Épave de l'USS Kittiwake
"Le navire fait 77 mètres de long. Sous l'eau, il en paraît davantage."
Je suis descendu le long du bout de mouillage et le Kittiwake est apparu en dessous comme une masse d’ombre gris-bleu qui s’est résolue, en m’approchant, en la silhouette inconfondable d’un navire : la passerelle, les grues, les plaques de coque, le tout. Il était sur le fond depuis quinze ans quand je l’ai plongé et le corail avait fait un travail significatif pour le recouvrir — les rambardes feutrées de corail encroûtant, le revêtement de coque montrant des taches d’éponge orange profond, une grande éponge barriques poussant sur le cabestan de la plage avant comme si elle avait été placée là intentionnellement. Je me suis suspendu dans l’eau environ cinq mètres au-dessus du pont et j’ai essayé d’absorber l’échelle de la chose, ce qui nécessitait de déplacer les yeux régulièrement de la proue à la poupe pour la saisir pleinement.
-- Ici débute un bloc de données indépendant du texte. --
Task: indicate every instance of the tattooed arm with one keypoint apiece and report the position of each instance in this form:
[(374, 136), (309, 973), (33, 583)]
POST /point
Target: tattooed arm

L’USS Kittiwake était un navire de sauvetage de sous-marins, le plus grand de sa classe dans la Marine américaine, déclassé après des décennies de service et coulé en janvier 2011 dans un acte délibéré pour créer un récif artificiel. La préparation a impliqué de retirer tout ce qui était toxique, d’ouvrir les portes et les écoutilles pour permettre l’accès aux plongeurs, et de placer le navire droit sur le sable à environ vingt mètres d’eau juste au large de Seven Mile Beach. La logistique de tout cela est ahurissante à considérer sous l’eau, où le résultat est simplement : un très grand navire posé sur le fond dans une eau très claire, dans un endroit où on peut le plonger à des profondeurs de loisir sans rien exiger au-delà d’un brevet de plongée en eaux libres.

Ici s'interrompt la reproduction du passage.